1994AmerikaUSA

Hawaii: zwischen Hula und Hightech

„Die lieblichste Flotte von Insel, die jemals in einem Ozean vor Anker ging,“ schrieb Mark Twain über die Hawaii-Inseln, auf denen er 1866 mehrere Monate lang als Reporter arbeitete. Obwohl sich der 50. Bundesstaat der USA mit inzwischen mehr als sieben Millionen Besuchern jährlich zum beliebtesten Ferienziel im Pazifik entwickelt hat, konnte er seine natürliche Schönheit bewahren…“

Das Lob des Reiseführers noch im Kopf, reibe ich mir nach mehr als 17 Stunden Flug erstaunt die Augen: Schwarzgraue Regenwolken kleben an den zackig grünen Berghängen, ein Regenbogen überspannt die Hochhäuser aus Glas und Stahl. Unter mir: Ölbunker, Raffinerien, Container. – Der Anflug auf Honolulu läßt meine Träumereien vom Südseeparadies Hawaii wie eine Seifenblase zerplatzen.

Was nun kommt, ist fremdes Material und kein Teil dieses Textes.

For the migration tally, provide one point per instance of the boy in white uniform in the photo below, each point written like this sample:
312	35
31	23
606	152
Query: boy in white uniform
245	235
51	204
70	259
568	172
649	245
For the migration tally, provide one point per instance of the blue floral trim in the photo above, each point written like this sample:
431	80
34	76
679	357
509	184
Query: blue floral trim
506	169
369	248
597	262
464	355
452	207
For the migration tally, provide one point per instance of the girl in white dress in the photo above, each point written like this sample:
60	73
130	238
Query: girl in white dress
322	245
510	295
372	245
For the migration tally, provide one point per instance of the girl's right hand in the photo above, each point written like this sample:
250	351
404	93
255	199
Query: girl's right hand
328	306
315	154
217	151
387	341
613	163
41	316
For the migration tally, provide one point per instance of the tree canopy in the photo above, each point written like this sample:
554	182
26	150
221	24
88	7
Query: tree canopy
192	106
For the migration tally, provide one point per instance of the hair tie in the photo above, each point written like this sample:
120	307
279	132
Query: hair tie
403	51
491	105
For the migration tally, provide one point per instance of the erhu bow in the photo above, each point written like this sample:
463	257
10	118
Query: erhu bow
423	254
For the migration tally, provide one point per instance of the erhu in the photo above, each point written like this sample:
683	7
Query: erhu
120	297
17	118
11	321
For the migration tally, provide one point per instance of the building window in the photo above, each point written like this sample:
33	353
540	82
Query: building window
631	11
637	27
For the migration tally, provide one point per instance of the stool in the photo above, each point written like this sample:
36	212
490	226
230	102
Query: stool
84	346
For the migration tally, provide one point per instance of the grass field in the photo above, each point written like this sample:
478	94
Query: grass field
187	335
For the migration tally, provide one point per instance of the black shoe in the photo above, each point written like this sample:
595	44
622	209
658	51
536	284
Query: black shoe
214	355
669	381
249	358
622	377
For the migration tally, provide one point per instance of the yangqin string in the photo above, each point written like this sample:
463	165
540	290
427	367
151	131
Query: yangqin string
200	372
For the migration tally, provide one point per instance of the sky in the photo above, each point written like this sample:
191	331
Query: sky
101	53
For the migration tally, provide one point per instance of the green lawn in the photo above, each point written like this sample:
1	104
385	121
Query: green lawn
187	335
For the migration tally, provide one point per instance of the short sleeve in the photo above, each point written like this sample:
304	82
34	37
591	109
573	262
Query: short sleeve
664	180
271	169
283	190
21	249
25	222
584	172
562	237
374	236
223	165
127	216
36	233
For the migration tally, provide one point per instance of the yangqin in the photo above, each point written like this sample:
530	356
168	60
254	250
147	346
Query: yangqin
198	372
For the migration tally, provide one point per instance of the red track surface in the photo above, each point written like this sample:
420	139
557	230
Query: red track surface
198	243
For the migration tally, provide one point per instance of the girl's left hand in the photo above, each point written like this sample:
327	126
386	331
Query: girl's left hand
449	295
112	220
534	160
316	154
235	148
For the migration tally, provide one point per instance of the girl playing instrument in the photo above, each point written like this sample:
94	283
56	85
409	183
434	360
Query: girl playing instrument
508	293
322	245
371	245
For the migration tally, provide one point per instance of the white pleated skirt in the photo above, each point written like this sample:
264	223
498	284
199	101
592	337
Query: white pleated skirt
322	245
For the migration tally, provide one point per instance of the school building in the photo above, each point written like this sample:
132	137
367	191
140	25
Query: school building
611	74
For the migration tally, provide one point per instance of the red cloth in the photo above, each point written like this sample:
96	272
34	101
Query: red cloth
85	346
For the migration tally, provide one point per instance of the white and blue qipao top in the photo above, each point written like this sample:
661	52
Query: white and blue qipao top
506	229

Am Flughafen verteilt James „Bernie“ Bernholz seine Visitenkarten. „One shot, one kill,“ wirbt der Sergeant darauf für seinen privaten Sicherheitsdienst, lukrativer als der Lohn bei der US Army.

Wenige Meter weiter begrüßen zierliche Polynesierinnen in grünen Baströcken eine Reisegruppe. Die vollschlanken, nicht immer ganz jungen Südsee-Schönheiten recken sich bis auf die Zehenspitzen, um die gelben Blumenketten den groß gewachsenen Gästen aus Europa, Japan und vom Festland der USA umzulegen, die ihre Hälse erwartungsvoll entgegenstrecken. „Aloha“, wünschen sie, willkommen auf Hawaii.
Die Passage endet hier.